(638d) Structure, Misfolding and Aggregation of Amylin Protein | AIChE

(638d) Structure, Misfolding and Aggregation of Amylin Protein

Authors 

Wang, L. - Presenter, University of Wisconsin
Reddy, A. S. - Presenter, University of Wisconsin-Madison
Lin, Y. - Presenter, University of Wisconsin-Madison
Ling, Y. L. - Presenter, University of Wisconsin
Chopra, M. - Presenter, University of Wisconsin
Zanni, M. - Presenter, University of Wisconsin-Madison
Skinner, J. L. - Presenter, University of Wisconsin-Madison
De Pablo, J.J - Presenter, University of Wisconsin-Madison


Amyloid deposits of amylin in the pancreas are an important characteristic feature encountered in patients with Type-2 diabetes. Amylin aggregates are considered to be important in the disease pathology and have therefore been studied extensively. However, the secondary structures of the individual peptides have not been clearly identified. In this work we present detailed solution structures of rat and human amylin using a combination of Monte Carlo simulations, molecular dynamics simulations, and 2D IR experimental measurements. Results are also presented regarding the early stages of association of such peptides in solution. A method is presented to determine the free energy of distinct bio-molecular conformations. The human amylin protein is found to adopt a secondary structure that exhibits an alpha-helical segment comprising residues 9-17, and a short anti-parallel beta sheet formed between residues 23-27 and 30-34. The folded structure of the human amylin protein is found to be able to misfold into an anti-parallel beta-hairpin, with the turn region comprising of residues 20-23. In contrast, the rat peptide does not exhibit the propensity to form a beta-hairpin.

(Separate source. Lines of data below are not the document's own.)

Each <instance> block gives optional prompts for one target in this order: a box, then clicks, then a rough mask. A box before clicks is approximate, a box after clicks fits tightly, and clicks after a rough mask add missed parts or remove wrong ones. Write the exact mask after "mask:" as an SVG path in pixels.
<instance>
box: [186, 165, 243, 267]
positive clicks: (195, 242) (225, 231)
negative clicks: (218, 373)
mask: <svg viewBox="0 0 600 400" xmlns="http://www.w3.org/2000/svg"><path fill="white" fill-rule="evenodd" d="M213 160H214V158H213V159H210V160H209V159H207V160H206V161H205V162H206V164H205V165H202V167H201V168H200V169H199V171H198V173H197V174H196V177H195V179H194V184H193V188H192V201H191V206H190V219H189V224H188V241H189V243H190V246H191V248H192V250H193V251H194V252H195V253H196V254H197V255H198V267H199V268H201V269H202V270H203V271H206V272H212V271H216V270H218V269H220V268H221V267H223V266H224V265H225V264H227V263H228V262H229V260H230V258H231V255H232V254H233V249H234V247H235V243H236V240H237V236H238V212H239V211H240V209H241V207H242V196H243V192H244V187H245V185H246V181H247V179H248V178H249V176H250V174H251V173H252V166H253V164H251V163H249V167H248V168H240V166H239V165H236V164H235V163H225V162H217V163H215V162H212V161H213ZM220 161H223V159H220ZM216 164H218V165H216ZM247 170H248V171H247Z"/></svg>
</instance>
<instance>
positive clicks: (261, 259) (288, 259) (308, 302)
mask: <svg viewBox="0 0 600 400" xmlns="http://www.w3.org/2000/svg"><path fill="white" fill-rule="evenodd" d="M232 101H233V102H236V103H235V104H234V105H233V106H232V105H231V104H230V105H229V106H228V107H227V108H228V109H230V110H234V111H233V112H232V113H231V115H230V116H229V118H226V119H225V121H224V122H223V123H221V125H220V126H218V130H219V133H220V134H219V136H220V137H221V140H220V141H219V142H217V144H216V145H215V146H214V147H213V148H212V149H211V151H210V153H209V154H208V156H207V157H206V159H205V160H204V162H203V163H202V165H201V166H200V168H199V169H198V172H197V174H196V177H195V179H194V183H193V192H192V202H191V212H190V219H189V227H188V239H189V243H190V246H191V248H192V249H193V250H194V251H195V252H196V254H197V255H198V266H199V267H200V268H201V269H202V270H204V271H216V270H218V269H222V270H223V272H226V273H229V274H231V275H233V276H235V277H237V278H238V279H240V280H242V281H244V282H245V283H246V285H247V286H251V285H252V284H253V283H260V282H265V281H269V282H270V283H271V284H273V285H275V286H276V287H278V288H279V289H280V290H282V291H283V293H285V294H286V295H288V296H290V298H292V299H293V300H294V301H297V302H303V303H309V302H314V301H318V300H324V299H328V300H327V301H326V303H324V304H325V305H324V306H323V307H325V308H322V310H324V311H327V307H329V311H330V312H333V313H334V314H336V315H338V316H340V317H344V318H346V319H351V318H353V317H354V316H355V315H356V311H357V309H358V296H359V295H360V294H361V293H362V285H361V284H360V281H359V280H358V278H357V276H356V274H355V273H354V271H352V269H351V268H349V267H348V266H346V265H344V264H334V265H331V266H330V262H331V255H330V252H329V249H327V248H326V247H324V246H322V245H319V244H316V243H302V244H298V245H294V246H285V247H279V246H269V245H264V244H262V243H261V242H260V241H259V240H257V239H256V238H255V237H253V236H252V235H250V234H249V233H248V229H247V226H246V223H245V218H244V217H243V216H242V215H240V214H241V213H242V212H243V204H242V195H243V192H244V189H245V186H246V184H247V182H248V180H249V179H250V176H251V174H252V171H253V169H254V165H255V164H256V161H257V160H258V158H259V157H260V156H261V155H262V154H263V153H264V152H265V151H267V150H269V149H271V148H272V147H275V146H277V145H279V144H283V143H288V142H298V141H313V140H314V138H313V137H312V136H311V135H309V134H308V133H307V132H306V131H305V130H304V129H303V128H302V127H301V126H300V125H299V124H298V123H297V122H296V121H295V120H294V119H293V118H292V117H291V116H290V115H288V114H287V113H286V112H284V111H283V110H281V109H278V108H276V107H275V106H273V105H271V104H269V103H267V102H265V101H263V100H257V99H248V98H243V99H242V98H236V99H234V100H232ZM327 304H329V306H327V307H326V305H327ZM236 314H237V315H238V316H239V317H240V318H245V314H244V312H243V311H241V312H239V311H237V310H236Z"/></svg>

The results of our calculations are consistent with those of our experimental 2D IR measurements. The predicted structure of rat amylin was found also found to be in agreement with previous NMR results. We then examine the process of association of the human peptide using transition path sampling simulations, and we discuss it in the context of the differences in the secondary structure of the rat and human amylin peptides.